Hierarchical Parameter Server

The Hierarchical Parameter Server (HPS) library is a native C++ library that provides caching and hierarchical storage for embeddings. The library is built from the GPU embedding cache and HPS database backend subcomponents.

HPS offers a flexible deployment and configuration to meet site-specific recommender system needs and is integrated by other projects that need the ability to work with embeddings that exceed the capacity of GPU and host memory. Two projects that include the HPS library are the HPS plugin for TensorFlow and the HPS backend for Triton Inference Server.

The following figure shows the relationships between the projects that use HPS, the HPS library, and the subcomponents of the library.

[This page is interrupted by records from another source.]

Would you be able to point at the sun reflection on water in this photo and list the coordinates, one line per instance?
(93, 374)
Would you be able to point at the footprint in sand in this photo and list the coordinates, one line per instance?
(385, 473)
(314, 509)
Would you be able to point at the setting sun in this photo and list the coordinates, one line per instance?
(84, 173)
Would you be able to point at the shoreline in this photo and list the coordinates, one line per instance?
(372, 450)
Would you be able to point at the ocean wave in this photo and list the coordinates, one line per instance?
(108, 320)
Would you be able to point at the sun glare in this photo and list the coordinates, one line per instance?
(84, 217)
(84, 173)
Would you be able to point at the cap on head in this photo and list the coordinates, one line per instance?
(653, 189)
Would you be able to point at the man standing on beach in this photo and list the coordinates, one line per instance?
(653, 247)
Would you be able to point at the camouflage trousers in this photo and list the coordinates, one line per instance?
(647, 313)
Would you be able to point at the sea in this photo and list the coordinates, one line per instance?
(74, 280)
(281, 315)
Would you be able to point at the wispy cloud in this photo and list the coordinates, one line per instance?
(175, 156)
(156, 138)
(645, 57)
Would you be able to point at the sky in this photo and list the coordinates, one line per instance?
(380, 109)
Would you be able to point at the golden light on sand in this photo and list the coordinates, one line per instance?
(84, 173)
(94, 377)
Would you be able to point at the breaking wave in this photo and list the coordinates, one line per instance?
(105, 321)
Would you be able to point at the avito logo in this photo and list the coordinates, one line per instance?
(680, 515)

Fig. 1: HPS Library and subcomponents

HPS Database Backend: Provides a three-level storage architecture. The first and highest performing level is GPU memory and is followed by CPU memory. The third layer can be high-speed local SSDs with or without a distributed database. The key benefit of the HPS database backend is serving embedding tables that exceed GPU and CPU memory while providing the highest possible performance.
HPS plugin for TensorFlow: Provides high-performance, scalability, and low-latency access to embedding tables for deep learning models that have large embedding tables in TensorFlow.
HPS plugin for TensorRT: Provides a unified solution to build and deploy HPS-integrated TensorRT engines for models trained with different frameworks.
HPS Backend for Triton Inference Server: The backend for Triton Inference Server is an inference deployment framework that integrates HPS for end-to-end inference on Triton. Documentation for the backend is available from the hugectr_backend repository at the preceding URL.